This tool looks very promising. However, I am wondering about the functionality of the pipeline feature. From the documentation it seems that I can chain an input file to an output file and each logged operation will be appended to the repro argument when I commit. In other words it is not clear to me how to create a batch process without first defining each step separately.
It is also not clear to me how to handle multiple input and output files.
I am very curious if this would be possible.
Here is an example of an offline analysis that I am performing on human EEG data and behavioral data (using python and java):
sample size × "ASCII_" + n + ".txt" --> Pandas --> SPSS Syntax --> Tables + Figures
--> First Level Summary: Individual Participants (Diagnostics)
/
--<
\
--> Second Level Summary: Group Level
+ --> Behavioral CSV
EEG Raw Binary Data --> EEG Manual Preprocessing --> MATLAB Scripts --> Figures
+ --> EEG CSV
Behavioral CSV --
\
>--> Correlations (SPSS Syntax)
/
EEG CSV --
1 Like
Hi @daniellabbe!
From the documentation it seems that I can chain an input file to an output file and each logged operation will be appended to the repro argument when I commit.

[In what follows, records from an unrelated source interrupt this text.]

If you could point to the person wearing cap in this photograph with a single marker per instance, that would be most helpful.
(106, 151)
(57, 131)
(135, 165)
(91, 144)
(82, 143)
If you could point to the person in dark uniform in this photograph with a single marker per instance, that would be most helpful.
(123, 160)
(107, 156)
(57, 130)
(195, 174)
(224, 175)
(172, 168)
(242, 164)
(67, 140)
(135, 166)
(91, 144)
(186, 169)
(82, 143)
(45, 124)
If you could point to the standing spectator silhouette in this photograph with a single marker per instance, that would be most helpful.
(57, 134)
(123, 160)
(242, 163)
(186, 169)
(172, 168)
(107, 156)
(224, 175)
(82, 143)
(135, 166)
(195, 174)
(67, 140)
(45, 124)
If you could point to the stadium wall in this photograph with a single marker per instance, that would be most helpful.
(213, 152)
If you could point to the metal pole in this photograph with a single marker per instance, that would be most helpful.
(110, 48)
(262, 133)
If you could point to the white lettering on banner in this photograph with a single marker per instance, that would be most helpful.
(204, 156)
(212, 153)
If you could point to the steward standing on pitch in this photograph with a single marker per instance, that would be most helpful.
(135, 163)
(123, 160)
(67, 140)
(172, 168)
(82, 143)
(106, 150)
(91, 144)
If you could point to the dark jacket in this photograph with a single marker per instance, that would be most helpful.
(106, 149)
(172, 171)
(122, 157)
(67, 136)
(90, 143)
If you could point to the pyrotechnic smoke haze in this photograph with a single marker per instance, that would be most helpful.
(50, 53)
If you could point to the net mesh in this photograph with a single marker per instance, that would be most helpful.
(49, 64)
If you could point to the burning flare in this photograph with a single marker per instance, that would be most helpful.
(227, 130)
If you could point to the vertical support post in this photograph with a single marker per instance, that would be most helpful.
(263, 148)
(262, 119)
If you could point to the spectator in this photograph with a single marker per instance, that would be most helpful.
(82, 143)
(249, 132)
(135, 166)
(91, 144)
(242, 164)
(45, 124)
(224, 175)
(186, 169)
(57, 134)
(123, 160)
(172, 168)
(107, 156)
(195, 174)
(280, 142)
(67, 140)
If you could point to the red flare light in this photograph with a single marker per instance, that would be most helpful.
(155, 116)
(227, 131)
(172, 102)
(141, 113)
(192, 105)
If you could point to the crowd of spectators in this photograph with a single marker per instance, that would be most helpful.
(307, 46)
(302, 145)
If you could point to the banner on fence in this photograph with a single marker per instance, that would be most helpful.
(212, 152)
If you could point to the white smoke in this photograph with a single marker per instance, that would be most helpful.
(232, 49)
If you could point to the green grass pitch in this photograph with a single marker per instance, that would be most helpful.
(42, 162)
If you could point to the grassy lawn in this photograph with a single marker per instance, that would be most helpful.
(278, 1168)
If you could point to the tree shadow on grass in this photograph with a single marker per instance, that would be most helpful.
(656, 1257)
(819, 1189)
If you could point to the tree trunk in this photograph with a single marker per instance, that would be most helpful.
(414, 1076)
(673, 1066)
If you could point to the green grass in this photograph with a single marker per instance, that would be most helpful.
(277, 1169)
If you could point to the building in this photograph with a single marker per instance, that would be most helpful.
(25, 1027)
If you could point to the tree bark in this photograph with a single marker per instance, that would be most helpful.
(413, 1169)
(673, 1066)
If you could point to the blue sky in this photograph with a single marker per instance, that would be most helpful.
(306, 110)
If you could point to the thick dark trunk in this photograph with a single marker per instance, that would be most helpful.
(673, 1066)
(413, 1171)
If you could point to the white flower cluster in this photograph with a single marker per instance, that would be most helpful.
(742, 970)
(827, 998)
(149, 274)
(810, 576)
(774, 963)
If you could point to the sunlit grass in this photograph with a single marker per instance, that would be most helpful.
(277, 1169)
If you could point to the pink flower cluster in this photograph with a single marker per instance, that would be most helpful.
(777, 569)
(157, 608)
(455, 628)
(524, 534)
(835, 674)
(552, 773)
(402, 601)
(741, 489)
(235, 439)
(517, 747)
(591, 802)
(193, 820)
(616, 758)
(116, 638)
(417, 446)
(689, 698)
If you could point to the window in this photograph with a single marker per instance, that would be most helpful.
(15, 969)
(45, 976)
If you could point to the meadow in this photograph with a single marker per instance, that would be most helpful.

Just to be clear, dvc doesn’t commit anything for you. Here is a simple example that consists of a pipeline with 1 input file(foo), two stages(adding foo: foo.dvc, and running a cp command: foo_copy.dvc) and 1 output file(foo_copy) that should illustrate the repro
feature.
$ mkdir myrepo
$ cd myrepo
$ git init
Initialized empty Git repository in /storage/git/dvc/myrepo/.git/
$ dvc init
$ echo foo > foo
$ dvc add foo
$ cat foo.dvc
md5: e84a017c53974d403499c6b0c7749292
outs:
- cache: true
md5: d3b07384d113edec49eaa6238ad5ff00
metric: false
path: foo
$ dvc run -d foo -o foo_copy cp foo foo_copy
Using 'foo_copy.dvc' as a stage file
Running command:
cp foo foo_copy
$ cat foo_copy.dvc
cmd: cp foo foo_copy
deps:
- md5: d3b07384d113edec49eaa6238ad5ff00
path: foo
md5: 3ab438ecc14092f29e582ef619987063
outs:
- cache: true
md5: d3b07384d113edec49eaa6238ad5ff00
metric: false
path: foo_copy
$ dvc status
$ echo bar > foo
$ dvc status
foo_copy.dvc
deps
changed: foo
foo.dvc
outs
changed: foo
$ dvc repro foo_copy.dvc
Reproducing 'foo.dvc'
Verifying data sources in 'foo.dvc'
Reproducing 'foo_copy.dvc'
Running command:
cp foo foo_copy
$ cat foo_copy
bar
$ cat foo.dvc
md5: 753ff1b2c89ba8f51058313870c02ef1
outs:
- cache: true
md5: c157a79031e1c40f85931829bc5fc552
metric: false
path: foo
$ cat foo_copy.dvc
cmd: cp foo foo_copy
deps:
- md5: c157a79031e1c40f85931829bc5fc552
path: foo
md5: c74166ccdffb1d2e598d879c57961df9
outs:
- cache: true
md5: c157a79031e1c40f85931829bc5fc552
metric: false
path: foo_copy
how to create a batch process without first defining each step separately.
It is also not clear to me how to handle multiple input and output files.
You need to describe each step of your pipeline to dvc once, there is no way around it. There are two ways to create a step in your pipeline(notice that examples use multiple dependencies and outputs):
- using CLI tools like
dvc add
, dvc run
etc. E.g.
$ dvc run -f mystage.dvc -d mydependency1 -d mydependency2 -o myoutput1 -o myoutput2 ./mycmd
- manually writing dvcfiles(simple yaml format) for your steps. E.g.:
$ cat mystage.dvc
cmd: ./mycmd
outs:
- path: myoutput1
- path: myoutput2
deps:
- path: mydependency1
- path: mydependency2
The dependency scheme that you’ve shown is indeed possible to implement with dvc
Thanks,
Ruslan
1 Like
Thank you Ruslan for your swift reply!
I’m looking forward to trying this out!